O lado ruim, afirma, é ter de se moldar de olho na imagem pública.

A cantora consegue ir ao shopping? “Não.” Jantar num restaurante? “Sim, mas tem que ser num dia muito feliz e paciente, porque sei que vou estar de garfo na boca e 50 pessoas vão querer tirar selfie.”

Relacionar-se também é um desafio para a cantora, atualmente solteira. Nunca usou aplicativos de paquera, mas cogita; a relação mais recente, com o jogador Gabriel Jesus, rendeu manchetes. Tem vontade de ser mãe, mas não logo.

Apesar das proporções industriais de seu negócio, Ludmilla guarda certa espontaneidade que, segundo especialistas ouvidos pela Folha, explica sua crescente popularidade e sua baixa rejeição —menor que a de outras estrelas pop no país.

Nas conversas, pouco esquivou perguntas, mesmo quando sobre temas espinhosos, e não raro usou palavrões, como se falasse com um amigo, ainda que oito profissionais monitorassem atentas cada sílaba das suas respostas.

Vejamos: como ficaram as fotos com a L'Oréal?

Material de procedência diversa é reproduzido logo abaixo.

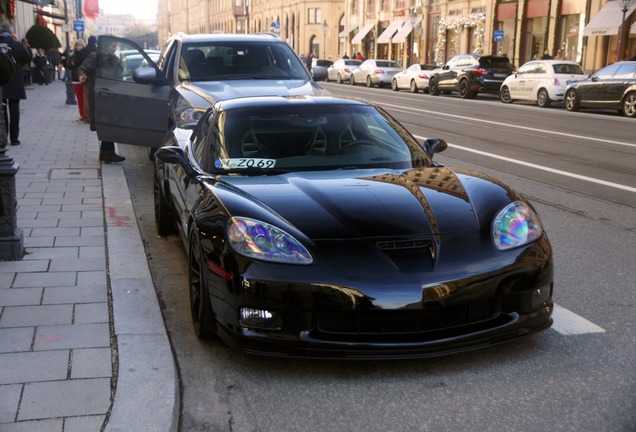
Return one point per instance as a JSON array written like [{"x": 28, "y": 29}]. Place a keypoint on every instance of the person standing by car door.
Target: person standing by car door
[
  {"x": 110, "y": 67},
  {"x": 13, "y": 91}
]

“Muito fodas. Quer dizer, muito legais”, corrige-se, às gargalhadas.

Acredita em Deus?

“Sim, mas não tenho religião. Já tentei frequentar igreja, mas tem uma pessoa lá, intermediando, e isso me desmotiva.”

Considera-se feminista?

“Acho essa palavra um pouco forte. Eu me considero uma mulher que luta pelos seus direitos.”

Mas como conciliar a lealdade entre mulheres defendida pelo feminismo com as letras sobre inimigas invejosas?

“Adoraria que essa história de mulheres unidas não ficasse só em post de internet. Mas é hipocrisia dizer que todas se amam. E quando canto que fulana é recalcada, é uma pessoa específica. Não vou passar pano pra mina escrota.”

Mas há machismo? “Claro, o tempo inteiro. Ainda mais comigo, que sou ousada”, e relata um episódio de assédio que sofreu de um dono de uma rádio no Rio. “Sabe velho babão que gosta de ficar alisando?”

A solução nesse e em outros casos é a mesma: confronto. “Não na porrada, mas na lei.”

Foi assim em 2017, quando processou uma mulher que a chamou de “negra safada” em um aeroporto. Em 2016, acionou na Justiça homens que a chamaram de “macaca” na internet.

Já em 2017, quando viajava na primeira classe para a Itália, preferiu silenciar após ser questionada duas vezes pela vizinha de poltrona, branca, se tinha certeza de que seu lugar era ali.

“Achei aquilo horrível, mas pensei: 'É isso aí, a neguinha vai do seu lado, vai ter que lidar'. E o foda é que às vezes é alguém que recebeu herança ou casou com homem rico, nunca nem escorreu um suor.”

Acha que o Brasil é racista?

“O mundo inteiro é racista, mas aqui, meu Deus do céu, estoura a quota. Não sei nem se posso falar essas coisas...”

Ludmilla olha para a assessora de imprensa, mas parece mudar de ideia e, antes que ela intervenha, emenda:

“No Brasil, gostam de tapar o sol com a peneira; não tem nada de boa, não, amor. Quem é negro sabe como funciona.”

O jornalista viajou ao Rio a convite da gravadora Warner.